For any creative, this sentiment rings true—there are times when you get into the flow of creating so easily, other times, it’s like pulling teeth. And if you often work with a deadline, you have to carry on with or without inspiration.
So even before burnout or creative blocks come knocking at the door, artist Cheryl Owen has made it a habit to get out and hit the outdoors as much as possible. “Waiting for the motivation or inspiration to come isn't sustainable in the long run,” she says. When her schedule allows it, she runs outdoors and goes on hikes during weekends. “This resets my mind and keeps my creative juices flowing.”
Kimberly Tiam-Lee, the designer behind Pulseras by Kim has ADHD, which she says makes her predisposed to impulsivity. For her as a maker, this means “having spur-of-the-moment ideas on how pieces can be made or designed is how I usually operate.” She’s never found herself forcing ideas or inspiration.
Her creative block is not being able to focus. “With so many things going through my head, I actually need to take time to meditate and calm myself down in order to focus on working on one thing at a time,” she says.

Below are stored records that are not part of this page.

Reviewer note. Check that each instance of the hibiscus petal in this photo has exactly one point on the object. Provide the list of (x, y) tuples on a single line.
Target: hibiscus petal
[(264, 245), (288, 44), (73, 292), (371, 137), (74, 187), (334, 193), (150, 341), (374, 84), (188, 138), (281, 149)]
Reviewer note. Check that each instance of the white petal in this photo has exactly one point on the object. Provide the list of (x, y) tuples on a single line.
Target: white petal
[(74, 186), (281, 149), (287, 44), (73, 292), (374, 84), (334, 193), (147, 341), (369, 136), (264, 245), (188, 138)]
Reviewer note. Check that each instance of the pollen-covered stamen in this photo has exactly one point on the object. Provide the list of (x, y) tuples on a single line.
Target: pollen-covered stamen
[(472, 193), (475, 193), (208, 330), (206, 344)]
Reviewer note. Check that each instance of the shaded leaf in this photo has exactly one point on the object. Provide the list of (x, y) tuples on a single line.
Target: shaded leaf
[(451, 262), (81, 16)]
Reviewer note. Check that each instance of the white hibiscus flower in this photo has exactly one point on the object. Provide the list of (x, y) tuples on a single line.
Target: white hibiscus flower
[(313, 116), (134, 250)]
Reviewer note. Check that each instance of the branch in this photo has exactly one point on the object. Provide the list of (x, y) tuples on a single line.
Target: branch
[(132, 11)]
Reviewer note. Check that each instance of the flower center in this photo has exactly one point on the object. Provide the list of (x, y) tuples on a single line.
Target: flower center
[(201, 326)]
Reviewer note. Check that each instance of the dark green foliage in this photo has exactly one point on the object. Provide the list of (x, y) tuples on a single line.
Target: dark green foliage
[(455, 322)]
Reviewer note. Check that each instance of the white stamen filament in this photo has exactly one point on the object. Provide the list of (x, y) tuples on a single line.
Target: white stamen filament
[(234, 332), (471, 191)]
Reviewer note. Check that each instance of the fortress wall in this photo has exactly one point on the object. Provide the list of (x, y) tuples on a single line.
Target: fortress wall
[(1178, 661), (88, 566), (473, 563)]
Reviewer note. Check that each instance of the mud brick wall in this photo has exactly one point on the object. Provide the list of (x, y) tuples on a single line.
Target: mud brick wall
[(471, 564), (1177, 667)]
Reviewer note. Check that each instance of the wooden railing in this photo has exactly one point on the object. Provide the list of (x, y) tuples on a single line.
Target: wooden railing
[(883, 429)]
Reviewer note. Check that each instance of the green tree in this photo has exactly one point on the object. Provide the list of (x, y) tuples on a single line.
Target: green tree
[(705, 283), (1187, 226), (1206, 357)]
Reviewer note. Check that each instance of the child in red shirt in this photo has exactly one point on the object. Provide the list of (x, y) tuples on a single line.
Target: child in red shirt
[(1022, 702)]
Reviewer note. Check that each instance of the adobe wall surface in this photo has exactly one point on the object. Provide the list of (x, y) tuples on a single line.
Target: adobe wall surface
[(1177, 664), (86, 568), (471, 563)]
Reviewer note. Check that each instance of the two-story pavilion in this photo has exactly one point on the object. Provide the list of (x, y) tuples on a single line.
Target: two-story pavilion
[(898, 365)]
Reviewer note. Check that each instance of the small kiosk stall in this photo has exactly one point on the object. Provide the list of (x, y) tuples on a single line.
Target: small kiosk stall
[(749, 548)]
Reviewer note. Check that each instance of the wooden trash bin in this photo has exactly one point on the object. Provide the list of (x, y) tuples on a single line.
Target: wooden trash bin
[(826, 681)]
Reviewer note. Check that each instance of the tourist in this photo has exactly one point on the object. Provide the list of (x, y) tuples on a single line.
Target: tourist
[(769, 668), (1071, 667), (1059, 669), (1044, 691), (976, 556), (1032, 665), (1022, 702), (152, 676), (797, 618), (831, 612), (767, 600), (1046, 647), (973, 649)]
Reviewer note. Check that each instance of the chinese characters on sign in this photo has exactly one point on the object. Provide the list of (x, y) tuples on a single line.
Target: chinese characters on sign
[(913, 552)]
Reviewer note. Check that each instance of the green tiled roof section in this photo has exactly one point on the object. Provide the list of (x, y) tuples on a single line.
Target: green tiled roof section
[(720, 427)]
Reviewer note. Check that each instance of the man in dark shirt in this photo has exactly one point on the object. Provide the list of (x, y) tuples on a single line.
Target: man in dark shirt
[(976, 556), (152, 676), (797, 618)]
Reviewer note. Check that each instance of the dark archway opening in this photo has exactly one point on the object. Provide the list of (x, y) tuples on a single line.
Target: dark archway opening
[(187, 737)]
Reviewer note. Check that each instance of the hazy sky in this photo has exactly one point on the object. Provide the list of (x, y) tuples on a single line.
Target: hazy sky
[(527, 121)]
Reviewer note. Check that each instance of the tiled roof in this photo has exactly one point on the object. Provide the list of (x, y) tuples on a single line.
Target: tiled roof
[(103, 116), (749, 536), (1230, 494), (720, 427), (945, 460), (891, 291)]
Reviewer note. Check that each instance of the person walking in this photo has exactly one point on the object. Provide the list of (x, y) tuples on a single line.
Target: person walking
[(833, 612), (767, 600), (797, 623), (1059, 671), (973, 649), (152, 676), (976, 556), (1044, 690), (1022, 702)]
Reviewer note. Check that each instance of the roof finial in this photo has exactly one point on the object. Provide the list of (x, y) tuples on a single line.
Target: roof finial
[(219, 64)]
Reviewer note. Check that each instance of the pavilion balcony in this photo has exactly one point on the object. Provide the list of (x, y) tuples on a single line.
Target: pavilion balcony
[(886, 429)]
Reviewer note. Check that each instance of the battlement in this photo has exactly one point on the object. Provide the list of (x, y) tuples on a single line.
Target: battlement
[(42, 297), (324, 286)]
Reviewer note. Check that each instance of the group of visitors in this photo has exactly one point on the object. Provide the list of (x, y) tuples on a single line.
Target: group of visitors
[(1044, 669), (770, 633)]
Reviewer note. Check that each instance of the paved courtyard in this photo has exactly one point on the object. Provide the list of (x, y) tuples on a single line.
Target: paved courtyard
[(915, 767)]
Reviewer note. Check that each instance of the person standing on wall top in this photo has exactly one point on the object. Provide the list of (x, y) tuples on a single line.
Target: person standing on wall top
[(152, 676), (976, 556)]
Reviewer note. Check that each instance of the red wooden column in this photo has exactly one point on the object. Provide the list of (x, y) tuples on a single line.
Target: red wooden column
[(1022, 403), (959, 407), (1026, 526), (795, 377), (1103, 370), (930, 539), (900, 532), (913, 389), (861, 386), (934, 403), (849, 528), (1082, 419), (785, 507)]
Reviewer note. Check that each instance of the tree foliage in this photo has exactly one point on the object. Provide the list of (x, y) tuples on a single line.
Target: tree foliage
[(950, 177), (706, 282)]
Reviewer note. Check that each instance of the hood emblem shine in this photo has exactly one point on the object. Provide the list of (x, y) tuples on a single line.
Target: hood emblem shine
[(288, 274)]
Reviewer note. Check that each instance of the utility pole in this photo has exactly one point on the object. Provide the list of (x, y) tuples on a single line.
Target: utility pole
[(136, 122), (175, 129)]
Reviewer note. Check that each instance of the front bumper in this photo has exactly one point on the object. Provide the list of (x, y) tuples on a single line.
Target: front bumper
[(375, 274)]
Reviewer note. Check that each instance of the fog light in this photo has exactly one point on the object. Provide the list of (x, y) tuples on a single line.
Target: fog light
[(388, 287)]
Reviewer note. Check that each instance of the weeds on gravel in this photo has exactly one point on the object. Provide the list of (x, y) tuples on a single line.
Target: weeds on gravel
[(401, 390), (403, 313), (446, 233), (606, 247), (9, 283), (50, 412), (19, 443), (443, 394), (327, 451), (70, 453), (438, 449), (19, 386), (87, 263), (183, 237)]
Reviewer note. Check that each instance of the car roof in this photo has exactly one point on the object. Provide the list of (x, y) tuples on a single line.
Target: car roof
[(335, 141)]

Meditation and other mindfulness practices have been known to enhance creativity. According to Harvard Business Review, many studies have already shown its positive effects on reducing stress and how it opens our mind to new ideas.
Give yourself time.
It will be different for each of us. It can just be taking yourself out on a coffee date for an hour, diligently cleaning all your shelves for the entire afternoon, or going on a quick walk around your office building because you have to turn in something by EOD.
Cat, who has to create designs for bracelets and other accessories, Hallyu-inspired items (for her brand, K-Bang), and journaling and paper products (for another brand, Stories for Sepi) gives herself time “to take in everything first and gain more confidence to actually do it.”
She explains, “Me time is very important. I make sure that I have a clear headspace before I start a project. I research, make mood boards. I am more motivated to work when I’m sure of what I’m doing.”
Be kind to yourself.
Hey, we’ve all been there. Getting stuck or overwhelmed with what we need to illustrate, design, write, shoot, paint, and not knowing where to start or how to begin again.
Hannah Armada of Studio Haebi shares in a previous interview about rebranding her business, that when she was afraid of making and releasing her new collection, she had to deal with her fears first. It took her a year. “You have to be patient with yourself… You have to allow yourself—even if it’s a gruesome wait, even if it takes you such a long time—to get over it, you have to allow yourself that process.”
Cat admits she finds herself in a creative rut right now as she hasn’t made anything new for the past month. She’s been fulfilling bulk orders since the start of the year and she hasn’t found the time to make something new. “But I’m being kinder to myself by letting myself rest, relax, and heal.” She’s taking it one day at a time.
There are many different things we can do to get out of a creative rut. When they don’t always work, show yourself a little compassion. Elly reminds us, “No matter how long it takes, art will always welcome you home.”